Introducing: The Gérald Genta 50th Anniversary Watch (Live Pics And Pricing)

By Jack Forster

When Gérald Genta and Daniel Roth were both still active and independent companies, I was just starting to take an interest in fine watchmaking, and there were active (and independent-minded) collectors of both Roth and Genta watches pretty much everywhere watches and watch collecting were seriously pursued. Roth was the high-minded advocate of very traditional but still instantly recognizable classicism, while Genta was the renegade – the perennial bad-boy who had outraged the staid standards of the watch industry by having the audacity to introduce, at one point, a Mickey Mouse watch, and other Disney character watches (which are still, by the way, the subject of one very focused collector’s sustained and obsessive interest).

The acquisition of both companies by Singapore’s The Hour Glass, and the subsequent sale of both to Bulgari, occasioned a lot of hand-wringing, but there was as it turns out a silver lining. Though neither brand survives today as an independent company, much of the movement and design expertise that they represented is alive and well at Bulgari’s manufacturing center in the Vallée de Joux, in Le Sentier. There, a building which first housed Daniel Roth, and subsequently, both Roth and Genta, is now where the watchmaking craft and design language both represent is not only being kept alive, but is essential in the strongest sense of the word, to Bulgari’s many advances in fine watchmaking.
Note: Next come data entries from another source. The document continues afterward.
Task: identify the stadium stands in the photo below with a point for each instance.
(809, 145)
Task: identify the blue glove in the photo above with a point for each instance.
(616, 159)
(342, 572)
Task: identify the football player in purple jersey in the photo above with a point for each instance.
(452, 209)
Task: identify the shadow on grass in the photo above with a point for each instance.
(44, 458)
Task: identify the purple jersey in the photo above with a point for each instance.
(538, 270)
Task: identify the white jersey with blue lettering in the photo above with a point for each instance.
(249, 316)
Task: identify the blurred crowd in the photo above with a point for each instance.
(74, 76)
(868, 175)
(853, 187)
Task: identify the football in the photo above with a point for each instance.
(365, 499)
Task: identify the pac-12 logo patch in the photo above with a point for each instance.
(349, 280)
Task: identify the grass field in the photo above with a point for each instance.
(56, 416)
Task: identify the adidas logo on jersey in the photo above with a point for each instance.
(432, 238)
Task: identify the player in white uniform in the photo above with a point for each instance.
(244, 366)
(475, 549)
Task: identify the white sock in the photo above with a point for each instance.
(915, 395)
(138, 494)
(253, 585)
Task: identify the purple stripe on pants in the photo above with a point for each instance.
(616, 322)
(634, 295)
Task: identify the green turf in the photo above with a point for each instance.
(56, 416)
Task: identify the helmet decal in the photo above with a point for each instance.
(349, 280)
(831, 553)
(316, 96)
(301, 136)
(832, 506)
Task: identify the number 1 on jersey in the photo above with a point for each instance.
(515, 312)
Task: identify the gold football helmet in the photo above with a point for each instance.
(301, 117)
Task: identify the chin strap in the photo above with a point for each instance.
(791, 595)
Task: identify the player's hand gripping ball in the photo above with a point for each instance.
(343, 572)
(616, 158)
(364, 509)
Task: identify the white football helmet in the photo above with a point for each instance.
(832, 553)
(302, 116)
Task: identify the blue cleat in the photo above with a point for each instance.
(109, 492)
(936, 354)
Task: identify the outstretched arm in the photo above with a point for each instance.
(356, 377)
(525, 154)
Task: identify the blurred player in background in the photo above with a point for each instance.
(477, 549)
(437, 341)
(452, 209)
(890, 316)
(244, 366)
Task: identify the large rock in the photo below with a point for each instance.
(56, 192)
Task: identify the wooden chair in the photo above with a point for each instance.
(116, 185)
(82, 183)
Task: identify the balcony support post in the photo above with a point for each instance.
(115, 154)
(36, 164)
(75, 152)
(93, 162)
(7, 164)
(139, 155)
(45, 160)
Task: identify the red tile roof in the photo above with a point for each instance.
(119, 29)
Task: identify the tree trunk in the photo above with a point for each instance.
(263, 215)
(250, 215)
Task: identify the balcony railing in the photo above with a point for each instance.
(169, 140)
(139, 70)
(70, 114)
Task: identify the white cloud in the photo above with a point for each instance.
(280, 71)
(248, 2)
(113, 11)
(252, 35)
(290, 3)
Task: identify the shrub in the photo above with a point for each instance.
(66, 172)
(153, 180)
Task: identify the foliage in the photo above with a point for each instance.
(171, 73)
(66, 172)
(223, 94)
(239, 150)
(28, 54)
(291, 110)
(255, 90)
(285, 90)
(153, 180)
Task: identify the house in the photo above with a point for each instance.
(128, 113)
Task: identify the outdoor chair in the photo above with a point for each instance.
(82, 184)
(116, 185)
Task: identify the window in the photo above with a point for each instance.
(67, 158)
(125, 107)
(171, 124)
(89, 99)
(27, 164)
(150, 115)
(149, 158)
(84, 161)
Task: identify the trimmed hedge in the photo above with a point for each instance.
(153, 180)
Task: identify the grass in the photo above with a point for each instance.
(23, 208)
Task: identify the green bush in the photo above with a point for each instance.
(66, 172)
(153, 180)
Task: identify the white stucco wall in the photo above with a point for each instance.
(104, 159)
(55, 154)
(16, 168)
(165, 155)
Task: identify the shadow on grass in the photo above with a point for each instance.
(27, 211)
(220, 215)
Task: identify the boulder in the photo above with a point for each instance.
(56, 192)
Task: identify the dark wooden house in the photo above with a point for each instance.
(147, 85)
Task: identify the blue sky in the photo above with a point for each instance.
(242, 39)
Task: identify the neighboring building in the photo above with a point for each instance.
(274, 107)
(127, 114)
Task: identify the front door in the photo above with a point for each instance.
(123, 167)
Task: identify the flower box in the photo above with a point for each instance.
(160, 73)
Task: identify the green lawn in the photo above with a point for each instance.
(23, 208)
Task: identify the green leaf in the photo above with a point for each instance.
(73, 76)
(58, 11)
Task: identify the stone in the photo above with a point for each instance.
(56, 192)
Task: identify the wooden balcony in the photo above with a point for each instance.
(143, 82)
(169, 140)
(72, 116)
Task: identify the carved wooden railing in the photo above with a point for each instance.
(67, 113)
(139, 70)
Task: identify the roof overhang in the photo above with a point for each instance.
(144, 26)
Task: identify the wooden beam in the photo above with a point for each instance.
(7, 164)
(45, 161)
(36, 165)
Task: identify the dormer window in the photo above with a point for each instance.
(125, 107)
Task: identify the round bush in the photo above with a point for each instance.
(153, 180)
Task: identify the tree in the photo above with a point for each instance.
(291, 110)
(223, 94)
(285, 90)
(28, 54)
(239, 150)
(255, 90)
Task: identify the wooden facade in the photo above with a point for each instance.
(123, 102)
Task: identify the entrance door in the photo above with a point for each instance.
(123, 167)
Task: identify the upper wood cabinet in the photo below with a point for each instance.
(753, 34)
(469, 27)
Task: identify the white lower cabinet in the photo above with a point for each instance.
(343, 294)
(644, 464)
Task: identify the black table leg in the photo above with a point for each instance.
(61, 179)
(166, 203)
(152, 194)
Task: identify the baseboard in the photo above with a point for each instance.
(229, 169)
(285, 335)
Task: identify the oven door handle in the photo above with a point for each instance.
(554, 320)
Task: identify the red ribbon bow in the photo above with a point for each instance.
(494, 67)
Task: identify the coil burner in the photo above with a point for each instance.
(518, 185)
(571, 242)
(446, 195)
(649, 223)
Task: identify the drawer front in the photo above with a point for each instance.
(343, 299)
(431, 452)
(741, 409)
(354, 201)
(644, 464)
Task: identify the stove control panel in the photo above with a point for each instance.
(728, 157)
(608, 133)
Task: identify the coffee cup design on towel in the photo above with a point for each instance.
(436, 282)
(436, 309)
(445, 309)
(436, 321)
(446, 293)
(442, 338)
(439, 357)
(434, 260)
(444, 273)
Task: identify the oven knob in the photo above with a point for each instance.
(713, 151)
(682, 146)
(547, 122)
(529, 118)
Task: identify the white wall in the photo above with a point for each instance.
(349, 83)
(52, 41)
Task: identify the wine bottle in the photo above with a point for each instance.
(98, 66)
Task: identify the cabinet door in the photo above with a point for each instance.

Applying perlage to a movement plate by hand.

However avant-garde some of Bulgari’s watchmaking may be, the small manufacturing center where the Bulgari in-house Finissimo calibers are made, as well as where their high watchmaking efforts unfold (up to and including their repeaters and grand sonneries, both of which use movements derived from mechanisms design by constructors for the original Gérald Genta firm) has a surprisingly artisanal feel given the impression one gets from Bulgari as a powerhouse presence in fine watchmaking these days. There are rooms devoted to the standard armamentarium of modern watchmaking, including computer guided lathes, CNC machines, and wire erosion machines which can produce parts to micron tolerances, but there are also many folks who execute the same manual adjustment, assembly and movement decoration techniques that have been practiced in the Vallée de Joux for generations (and probably by the parents, and grandparents, and great-grandparents of the craftsmen working there).